La communauté des philanthropreneurs prend de l’ampleur, à mesure que se répandent des concepts comme « quête de sens » et « quête d’impact ».

En fait, le mouvement va tellement loin que Paul Polman, pdg d’Unilever et chantre de la RSE a affirmé récemment au Philanthropreneurship Forum à la London Business School, qu’Unilever est la plus grande ONG au monde car l’usage de son produit, le savon, permet de sauver des milliers de vies.

Bon. Je sens ici un début de dérive. Pendant des décennies, on a transformé les dirigeants et les entrepreneurs en superhéros. Puis, on a appris à développer un regard critique sur leurs actions et leurs contributions. En même temps, on a perdu confiance en nos gouvernements. On a laissé tombé nos élus parce qu’ils nous ont laissé tomber. Ou vice versa, on ne sait plus qui a lancé le bal.

Mais la nature a horreur du vide et les humains ont besoin de superhéros. Et ces nouveaux héros sont les philanthropreneurs. Ils ont du cœur… et de l’argent ! Et ils vont résoudre les grands maux de notre siècle.

Vouloir redonner et contribuer, c’est bien. Mettre ses talents au service de la communauté aussi. Mais j’ai des réserves. Il n’est pas souhaitable que les philanthropreneurs remplacent l’État dans la résolution des problèmes sociaux et environnementaux. L'État a une vision holitisque et il doit viser le bien commun. Le philanthropreneur a sa cause, son défi, son problème. Son intervention n'est donc pas une solution de rechange, c’est un complément.
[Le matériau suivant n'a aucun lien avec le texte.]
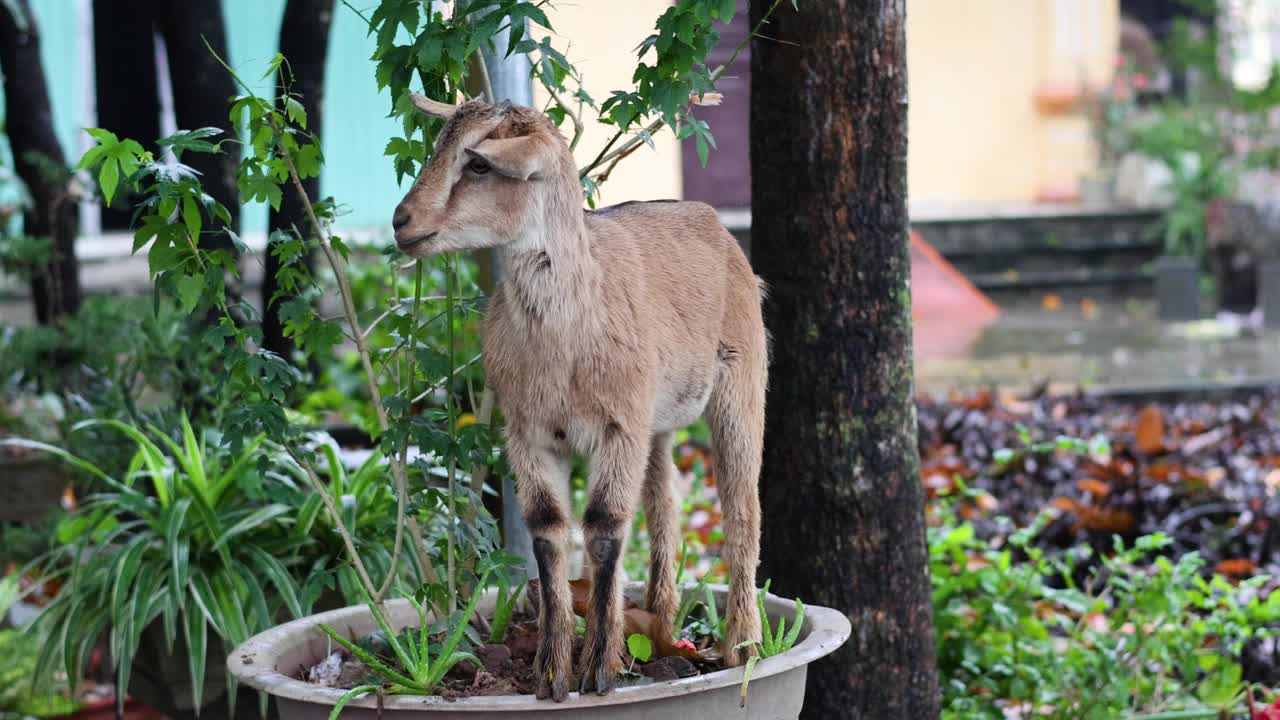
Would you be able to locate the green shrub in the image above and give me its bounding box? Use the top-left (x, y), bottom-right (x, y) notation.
top-left (928, 497), bottom-right (1280, 720)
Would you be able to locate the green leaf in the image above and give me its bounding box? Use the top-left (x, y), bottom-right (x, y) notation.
top-left (319, 623), bottom-right (417, 688)
top-left (244, 543), bottom-right (304, 618)
top-left (329, 685), bottom-right (381, 720)
top-left (284, 97), bottom-right (307, 129)
top-left (156, 127), bottom-right (223, 163)
top-left (174, 270), bottom-right (205, 315)
top-left (97, 158), bottom-right (120, 205)
top-left (627, 633), bottom-right (653, 662)
top-left (214, 503), bottom-right (293, 550)
top-left (182, 593), bottom-right (209, 707)
top-left (164, 497), bottom-right (191, 591)
top-left (737, 655), bottom-right (760, 707)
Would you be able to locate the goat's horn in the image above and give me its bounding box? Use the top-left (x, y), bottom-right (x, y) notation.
top-left (408, 92), bottom-right (458, 120)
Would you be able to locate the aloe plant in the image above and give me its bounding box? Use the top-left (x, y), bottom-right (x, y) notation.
top-left (735, 580), bottom-right (804, 707)
top-left (320, 575), bottom-right (488, 720)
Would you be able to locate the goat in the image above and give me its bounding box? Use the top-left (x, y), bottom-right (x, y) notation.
top-left (392, 94), bottom-right (768, 702)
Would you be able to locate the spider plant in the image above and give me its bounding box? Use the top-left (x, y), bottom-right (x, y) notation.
top-left (320, 574), bottom-right (488, 720)
top-left (735, 580), bottom-right (804, 707)
top-left (4, 415), bottom-right (325, 707)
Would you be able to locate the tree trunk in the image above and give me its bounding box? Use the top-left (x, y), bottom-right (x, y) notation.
top-left (0, 0), bottom-right (81, 324)
top-left (93, 0), bottom-right (160, 231)
top-left (156, 0), bottom-right (239, 252)
top-left (262, 0), bottom-right (334, 357)
top-left (751, 0), bottom-right (938, 720)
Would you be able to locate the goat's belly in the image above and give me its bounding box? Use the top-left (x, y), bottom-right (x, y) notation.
top-left (653, 378), bottom-right (712, 433)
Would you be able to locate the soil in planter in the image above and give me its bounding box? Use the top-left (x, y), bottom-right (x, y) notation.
top-left (298, 594), bottom-right (724, 698)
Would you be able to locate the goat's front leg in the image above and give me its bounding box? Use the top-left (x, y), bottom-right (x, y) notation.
top-left (579, 423), bottom-right (649, 694)
top-left (507, 425), bottom-right (573, 702)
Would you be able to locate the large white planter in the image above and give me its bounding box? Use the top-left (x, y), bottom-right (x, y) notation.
top-left (227, 583), bottom-right (850, 720)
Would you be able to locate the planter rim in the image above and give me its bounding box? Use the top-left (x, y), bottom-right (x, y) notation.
top-left (227, 583), bottom-right (851, 712)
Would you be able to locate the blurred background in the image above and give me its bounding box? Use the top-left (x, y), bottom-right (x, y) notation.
top-left (0, 0), bottom-right (1280, 392)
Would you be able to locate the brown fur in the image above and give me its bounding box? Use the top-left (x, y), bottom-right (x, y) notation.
top-left (394, 92), bottom-right (768, 701)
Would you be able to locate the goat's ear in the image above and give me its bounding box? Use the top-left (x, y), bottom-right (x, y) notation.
top-left (467, 135), bottom-right (548, 181)
top-left (408, 92), bottom-right (458, 120)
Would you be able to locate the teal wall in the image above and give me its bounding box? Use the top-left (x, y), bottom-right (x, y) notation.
top-left (22, 0), bottom-right (410, 232)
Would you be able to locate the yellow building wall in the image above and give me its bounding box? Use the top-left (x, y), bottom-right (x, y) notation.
top-left (534, 0), bottom-right (681, 205)
top-left (535, 0), bottom-right (1120, 209)
top-left (906, 0), bottom-right (1119, 208)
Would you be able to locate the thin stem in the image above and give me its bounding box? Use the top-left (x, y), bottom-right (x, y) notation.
top-left (406, 515), bottom-right (440, 585)
top-left (205, 40), bottom-right (408, 603)
top-left (444, 255), bottom-right (458, 615)
top-left (577, 0), bottom-right (782, 178)
top-left (296, 450), bottom-right (374, 599)
top-left (410, 354), bottom-right (484, 402)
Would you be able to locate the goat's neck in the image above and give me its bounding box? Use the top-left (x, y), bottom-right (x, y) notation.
top-left (500, 179), bottom-right (600, 336)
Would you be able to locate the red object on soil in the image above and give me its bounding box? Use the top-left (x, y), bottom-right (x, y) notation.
top-left (911, 231), bottom-right (1000, 357)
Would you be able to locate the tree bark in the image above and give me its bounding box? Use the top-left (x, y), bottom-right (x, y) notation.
top-left (93, 0), bottom-right (160, 231)
top-left (262, 0), bottom-right (334, 357)
top-left (0, 0), bottom-right (81, 324)
top-left (156, 0), bottom-right (239, 254)
top-left (751, 0), bottom-right (938, 720)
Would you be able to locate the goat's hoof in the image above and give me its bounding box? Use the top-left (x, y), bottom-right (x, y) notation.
top-left (719, 629), bottom-right (760, 667)
top-left (577, 657), bottom-right (618, 694)
top-left (534, 669), bottom-right (568, 702)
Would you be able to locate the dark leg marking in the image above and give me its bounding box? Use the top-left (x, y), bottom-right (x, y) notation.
top-left (582, 498), bottom-right (626, 535)
top-left (525, 493), bottom-right (564, 530)
top-left (534, 538), bottom-right (568, 702)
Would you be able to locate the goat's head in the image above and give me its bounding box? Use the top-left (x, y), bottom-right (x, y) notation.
top-left (392, 94), bottom-right (577, 258)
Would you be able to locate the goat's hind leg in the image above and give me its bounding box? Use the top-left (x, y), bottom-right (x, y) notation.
top-left (507, 432), bottom-right (575, 702)
top-left (707, 330), bottom-right (767, 666)
top-left (643, 433), bottom-right (680, 635)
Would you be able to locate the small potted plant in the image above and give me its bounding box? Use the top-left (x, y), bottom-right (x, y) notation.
top-left (1080, 55), bottom-right (1151, 208)
top-left (10, 416), bottom-right (419, 719)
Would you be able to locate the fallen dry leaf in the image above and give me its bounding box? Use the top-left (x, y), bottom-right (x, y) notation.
top-left (565, 578), bottom-right (707, 661)
top-left (1075, 478), bottom-right (1111, 500)
top-left (1213, 557), bottom-right (1258, 580)
top-left (1134, 405), bottom-right (1165, 455)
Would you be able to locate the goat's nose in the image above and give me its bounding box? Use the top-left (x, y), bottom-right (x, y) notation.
top-left (392, 206), bottom-right (408, 232)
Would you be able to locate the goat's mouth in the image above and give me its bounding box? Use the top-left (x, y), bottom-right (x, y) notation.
top-left (396, 232), bottom-right (439, 255)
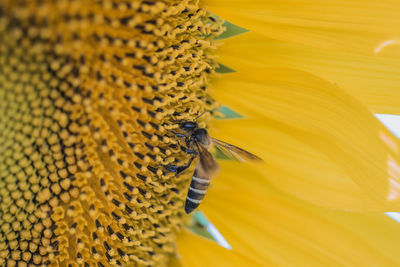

Un complément souhaitable, certes, mais un complément. Et il doit en rester ainsi. Certaines causes, certains problèmes sociaux et environnementaux ne sont pas « financiarisables ». Ils doivent être pris en charge par l’État - un État soucieux du bien commun - tout simplement.

Je salue l’implication des entrepreneurs. Et je crois que certains problèmes sociaux et environnementaux peuvent résolus par les mécanismes du marché. Mais prenons garde de ne pas faire des philanthropreneurs nos nouveaux superhéros pour oublier que nos gouvernements nous laissent tomber. Selon la nouvelle logique d'un nombre croissant d'État - dont le Québec et le Canada -  l'important c'est que les services soient rendus à la population, peu importe qui les rend. Ce n'est pas toujours vrai. C'est trop simpliste. Chacun son rôle, chacun sa contribution. Surinvestir les phianthropreneurs nous amène à désinvestir l'État. Or, ne dit-on pas qu'il faut diversifier pour réduire ses risques?